Maria Solange Amado Ladeira
“Estou com um horrível gosto de sapo na boca”. Não fui eu
quem disse. Foi a boneca Emília no Sítio do Picapau Amarelo. Mas eu li. O que
não muda nada, porque naquela época eu não sabia ainda que gosto tinha um sapo.
Desde então, tenho engolido tantos que já estou quase incorporando a iguaria ao
meu cardápio diário. E o gosto continua de sapo. Nojento. Pegajoso. Escorregadio.
Borrachudo.
Geralmente, ao deglutir um sapo, o faço por conta própria.

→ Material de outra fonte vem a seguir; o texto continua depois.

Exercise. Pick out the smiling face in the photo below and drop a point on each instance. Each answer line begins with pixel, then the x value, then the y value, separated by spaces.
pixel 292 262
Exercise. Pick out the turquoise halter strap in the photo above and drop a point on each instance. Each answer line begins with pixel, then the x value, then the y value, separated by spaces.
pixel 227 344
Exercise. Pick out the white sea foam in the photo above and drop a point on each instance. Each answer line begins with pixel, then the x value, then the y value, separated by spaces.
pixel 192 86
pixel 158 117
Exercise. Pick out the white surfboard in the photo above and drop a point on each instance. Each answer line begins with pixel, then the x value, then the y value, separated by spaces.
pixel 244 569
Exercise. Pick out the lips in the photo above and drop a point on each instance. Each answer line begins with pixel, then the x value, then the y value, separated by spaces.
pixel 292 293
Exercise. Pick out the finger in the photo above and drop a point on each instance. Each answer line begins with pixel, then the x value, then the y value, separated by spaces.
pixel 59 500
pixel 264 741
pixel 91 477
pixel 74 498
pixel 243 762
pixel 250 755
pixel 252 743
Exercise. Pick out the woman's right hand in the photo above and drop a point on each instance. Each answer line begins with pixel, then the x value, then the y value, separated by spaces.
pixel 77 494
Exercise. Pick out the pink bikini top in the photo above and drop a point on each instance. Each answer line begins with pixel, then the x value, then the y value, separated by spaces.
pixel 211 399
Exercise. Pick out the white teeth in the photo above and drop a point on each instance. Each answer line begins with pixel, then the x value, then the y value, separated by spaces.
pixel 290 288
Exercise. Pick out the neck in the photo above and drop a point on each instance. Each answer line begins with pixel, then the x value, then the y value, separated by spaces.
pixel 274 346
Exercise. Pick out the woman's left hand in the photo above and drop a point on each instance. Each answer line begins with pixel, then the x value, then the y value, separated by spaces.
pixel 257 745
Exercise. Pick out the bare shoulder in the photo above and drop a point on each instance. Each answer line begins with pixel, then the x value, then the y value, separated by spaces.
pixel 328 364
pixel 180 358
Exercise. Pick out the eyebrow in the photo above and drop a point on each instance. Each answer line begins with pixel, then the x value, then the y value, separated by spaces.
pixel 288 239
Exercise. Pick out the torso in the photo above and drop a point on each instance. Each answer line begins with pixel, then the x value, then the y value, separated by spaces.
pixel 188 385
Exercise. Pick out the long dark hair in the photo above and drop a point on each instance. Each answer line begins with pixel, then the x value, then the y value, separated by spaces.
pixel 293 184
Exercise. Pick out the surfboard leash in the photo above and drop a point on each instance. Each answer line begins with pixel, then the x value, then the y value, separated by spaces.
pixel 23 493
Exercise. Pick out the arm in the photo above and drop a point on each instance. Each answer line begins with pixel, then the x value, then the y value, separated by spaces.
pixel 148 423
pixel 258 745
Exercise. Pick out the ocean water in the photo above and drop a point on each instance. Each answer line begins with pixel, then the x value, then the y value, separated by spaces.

Ninguém me dá uma força, ninguém se solidariza. Digamos que é um vício
solitário. À exceção de domingo passado. Dia de votação. Dia de exercer a
cidadania nesse país troncho, cheio de necessidades especiais. Esse foi um dia
especial. Faltou sapo no mercado. E pior. Tinha fila pro engolimento do sapo.
Digamos que foi um engolimento coletivo. Me fez lembrar minha infância, quando
minha mãe botava todo mundo em formação militar pra colherada substanciosa de
óleo de rícino, depois, com o perdão da palavra, era esperar a merda. E ela
vinha, com infalibilidade papal.
E assim, acuados, sem escolha, contrariados, botamos nossa
colherada de óleo de rícino pra dentro, que no fim do dia nem sapo havia mais.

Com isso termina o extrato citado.